Did you read [book: The Omnivore’s Dilemma]? If not, why not? If you didn’t, go read it now. I’ll wait.
Okay, great. Now that everyone reading this post has read Pollan, I think we can all agree that the bit about Joel Salatin — the Virginia farmer whose farm is “beyond organic” — is the best. Not only is Salatin pesticide-free; his cows wander the fields eating grass and leave poop behind, which yields fertilizer for future grass; the chickens follow behind the cows and peck at their poop. Salatin has created a closed ecological loop.
One bit of trouble is that farmers only produce what the market tells them to produce. If all the market wants is chicken breast, then chicken thighs and gizzards are going to go to waste. What to do?
Dan Barber’s answer in [book: The Third Plate] is that we need to widen our lens: sustainability has to include the farmer, the cook, the eater, the land … every part of the food system. If farmers will only produce what the market wants, then we need to change the market. And Barber, as a chef, knows that his people are vital to the shape of that market. We’re all about “farm to table” now, and we’re all about organic, and much of the impetus for these changes came from restaurant food movements — the [foreign: nouvelle cuisine]s and Chez Panisses of the world. If we’re going to make the food system truly sustainable, chefs will probably be on the front lines, shaping what we eaters think the word “sustainable” means.
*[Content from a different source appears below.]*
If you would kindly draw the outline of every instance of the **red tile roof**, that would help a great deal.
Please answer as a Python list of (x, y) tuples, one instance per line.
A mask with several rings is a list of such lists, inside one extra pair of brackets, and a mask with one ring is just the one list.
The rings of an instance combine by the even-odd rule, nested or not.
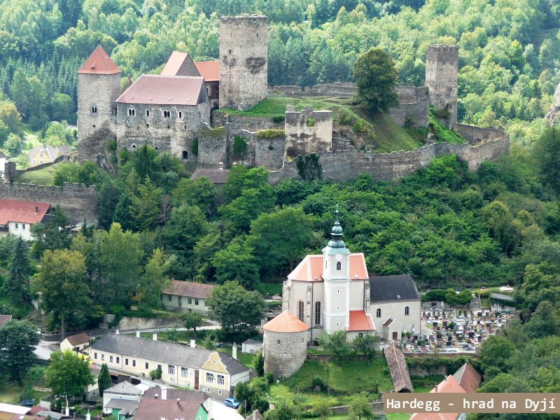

Barber travels around the world and meets a delightful cast of farmers who are trying to change how we think about sustainability. There’s Eduardo Sousa, who’s already famous (can’t remember where I read about him; maybe [mag: The New Yorker]?) for producing [foreign: foie gras] without force-feeding his geese ([foreign: “gavage”]). There’s the farmer who shows Barber — and for my money, this is the most fascinating and disturbing part of [book: The Third Plate] — what the roots underneath modern industrial wheat and pre-industrial wheat look like. The modern roots are much shorter than the pre-industrial ones, meaning at least a few things: the roots are giving back less to the soil, they’re protecting less against the sort of soil devastation that led to the Dust Bowl, and they’re catching less rainwater than long, deep roots would. Since they catch less rainwater, they require more irrigation.
Modern wheat is inseparable from modern bread production. Since bread is now largely made at industrial scale, it requires huge quantities of flour. Whole-wheat flour turns rancid within a matter of hours after grinding, so industrial production requires some method of getting it shelf-stable. Hence: white flour.
All of this might be, at best, the sort of liberal more-sustainable-than-thou trolling that everyone knows and loves. But that’s where Barber turns this from Pollan++ into something that we can all appreciate: cuisine produced with an eye toward overall food-system sustainability just *tastes better*. Geese produced without [foreign: gavage], who are allowed to forage for their own food, know where to look to get the nutrients they need, and those nutrients show up in what we taste. Cows allowed to wander on grassland seek out — in fact, have the anatomical equipment to seek out — very select grasses to get what they need at that exact moment. Wheat with deep roots can capture and yield up more minerals from the land. We can taste these subtleties; they taste better than fruits, vegetables, and meats that have been force-fed an industrially selected diet in order to rush them out the door as fast as possible.
One metaphor that makes this make intuitive sense to me is alcohol versus Sprite. A beautiful Scotch or bourbon tastes subtle and complex and transcendent in a way that a soft drink simply never will. In principle, industrial chemistry could build a drink that features the boundless flavor profile of a delightful spirit; but if nothing else, we can expect the constant push for higher profits to push Coca-Cola Brand Highland Scotch Whiskey ™ into something simple that’s reproducible at scale. Scotch is delicious for at least two reasons: first, that yeast produce countless chemicals that (I’m given to understand) we still haven’t entirely mapped out; and second, that there’s a patient human being tending to the process, tasting each small batch to confirm that it features all the notes expected from a good Islay malt. The patience, and the biology, just seem impossible to get at industrial scale. A world of industrial wheat is a world of Sprite rather than a world of Scotch.
Exactly because industrial wheat is built for industrial scale, it’s not clear that the world Barber envisions can supply the volume of food that our current industrial world does. There are plenty of counterarguments to this point. For one, the current system tries to shove more food into the same size mouths over time, with predictably rising obesity; a food system like Barber envisions wouldn’t require unsustainably rising output. The current system also turns a vast swath of the Gulf of Mexico into a dead zone every year as fertilizer empties out of the Mississippi River; Barber’s world wouldn’t borrow from tomorrow to pay off today. “Unsustainable” doesn’t mean anything hippie-dippie. It really means nothing more than Stein’s Law: If something can’t go on forever, it will stop. A sane food system would guarantee that our children have healthy, tasty food available to them.
Barber’s book is an attempt to understand what this means, literally from ground level. He meets the farmers, he meets the chefs, he foments arguments between them, and he eats their food. Anyone who read Michael Pollan and felt angry or inspired will need to pick up and devour [book: The Third Plate].